Often, researchers expect the sample mean approximation to be more computationally intensive than the more popular method, called stochastic gradient, used by ADVI. But Broderick and his collaborators have shown, in many applications, that this is not the case.
„A lot of problems have really special structure, and you can use that special structure to be more efficient and get better performance. That's something we really saw in this paper,” he adds.
They tested DADVI on several real-world models and datasets, including a model used by economists to evaluate the effectiveness of microcredit loans and one used in ecology to determine whether a species is present at a particular site.
Across the board they found that DADVI can estimate unknown parameters faster and more reliably than other methods and achieves as good or better accuracy than ADVI. Because it is easier to use than other techniques, DADVI can provide a boost to scientists in various fields.
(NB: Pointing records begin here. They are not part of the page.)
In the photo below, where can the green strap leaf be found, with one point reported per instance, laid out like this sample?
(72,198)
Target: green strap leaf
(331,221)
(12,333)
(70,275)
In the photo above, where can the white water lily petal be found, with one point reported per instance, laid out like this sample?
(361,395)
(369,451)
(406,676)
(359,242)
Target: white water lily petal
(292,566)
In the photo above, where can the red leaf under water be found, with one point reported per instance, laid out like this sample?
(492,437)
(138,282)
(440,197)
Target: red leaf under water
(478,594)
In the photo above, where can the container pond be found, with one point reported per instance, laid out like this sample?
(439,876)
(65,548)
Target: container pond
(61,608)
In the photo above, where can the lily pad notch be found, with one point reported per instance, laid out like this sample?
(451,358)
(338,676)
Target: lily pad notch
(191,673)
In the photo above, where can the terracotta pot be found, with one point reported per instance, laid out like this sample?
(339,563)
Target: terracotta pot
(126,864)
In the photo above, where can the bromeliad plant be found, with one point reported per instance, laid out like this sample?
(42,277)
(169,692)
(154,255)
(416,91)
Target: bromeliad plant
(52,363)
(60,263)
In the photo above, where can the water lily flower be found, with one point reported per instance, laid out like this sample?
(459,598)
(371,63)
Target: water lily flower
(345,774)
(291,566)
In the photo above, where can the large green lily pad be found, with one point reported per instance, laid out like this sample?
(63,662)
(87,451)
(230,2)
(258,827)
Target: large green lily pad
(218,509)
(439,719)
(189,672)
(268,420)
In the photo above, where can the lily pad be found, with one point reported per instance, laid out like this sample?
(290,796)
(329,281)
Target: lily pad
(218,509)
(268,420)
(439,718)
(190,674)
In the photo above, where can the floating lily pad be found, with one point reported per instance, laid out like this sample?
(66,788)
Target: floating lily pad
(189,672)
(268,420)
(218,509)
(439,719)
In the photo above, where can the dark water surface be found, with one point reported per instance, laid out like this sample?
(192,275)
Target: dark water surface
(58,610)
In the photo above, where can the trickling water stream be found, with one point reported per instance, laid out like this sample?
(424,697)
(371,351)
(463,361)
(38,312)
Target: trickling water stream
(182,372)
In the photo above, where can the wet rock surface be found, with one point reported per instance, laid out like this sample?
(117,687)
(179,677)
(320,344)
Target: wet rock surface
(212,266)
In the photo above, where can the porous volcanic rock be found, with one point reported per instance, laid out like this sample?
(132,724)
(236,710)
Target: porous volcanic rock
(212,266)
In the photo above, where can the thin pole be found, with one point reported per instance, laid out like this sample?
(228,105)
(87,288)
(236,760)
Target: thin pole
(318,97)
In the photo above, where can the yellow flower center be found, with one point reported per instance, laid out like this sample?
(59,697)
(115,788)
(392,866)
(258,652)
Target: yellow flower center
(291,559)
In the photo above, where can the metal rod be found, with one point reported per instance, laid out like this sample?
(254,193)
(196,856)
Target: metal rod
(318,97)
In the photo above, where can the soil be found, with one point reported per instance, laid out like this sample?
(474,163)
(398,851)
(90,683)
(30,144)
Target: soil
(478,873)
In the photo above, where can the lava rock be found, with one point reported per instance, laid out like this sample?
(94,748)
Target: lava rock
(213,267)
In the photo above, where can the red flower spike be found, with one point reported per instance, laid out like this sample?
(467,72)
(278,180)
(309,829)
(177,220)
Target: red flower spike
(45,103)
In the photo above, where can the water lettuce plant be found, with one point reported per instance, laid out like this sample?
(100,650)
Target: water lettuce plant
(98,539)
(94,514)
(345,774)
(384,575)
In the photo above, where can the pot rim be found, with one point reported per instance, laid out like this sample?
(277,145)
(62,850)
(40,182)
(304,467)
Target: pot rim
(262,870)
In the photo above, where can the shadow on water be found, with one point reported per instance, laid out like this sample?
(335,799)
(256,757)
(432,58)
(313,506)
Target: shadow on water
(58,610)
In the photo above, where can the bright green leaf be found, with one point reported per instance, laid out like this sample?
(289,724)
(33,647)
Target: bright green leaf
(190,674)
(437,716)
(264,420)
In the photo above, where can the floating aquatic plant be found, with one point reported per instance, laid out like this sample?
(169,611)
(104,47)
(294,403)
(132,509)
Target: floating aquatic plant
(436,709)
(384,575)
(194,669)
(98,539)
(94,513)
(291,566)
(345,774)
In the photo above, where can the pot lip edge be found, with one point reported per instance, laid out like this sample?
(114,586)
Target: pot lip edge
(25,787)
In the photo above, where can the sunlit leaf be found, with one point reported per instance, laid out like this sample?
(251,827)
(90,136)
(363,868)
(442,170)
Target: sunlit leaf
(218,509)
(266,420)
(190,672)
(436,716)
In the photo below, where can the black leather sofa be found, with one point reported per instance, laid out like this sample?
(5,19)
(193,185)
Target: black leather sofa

In the future, researchers want to dig deeper into correction methods for uncertainty estimates so they can better understand why these corrections produce such precision uncertainties and when they decrease.
„In applied statistics, approximate methods should be used for more complex or high-dimensional problems to allow computation of correct solutions in a reasonable time. This new paper provides an interesting theoretical and empirical result that points to an improvement over the popular approximate method for Bayesian inference,” said Andrew, professor of statistics and political science at Columbia University. says Kelman '85, '86. Not engaged in studies. „As one of the team involved in the development of that earlier work, I'm excited to see our algorithm replaced by something more stable.”
This research was supported by a National Science Foundation Career Award and the US Office of Naval Research.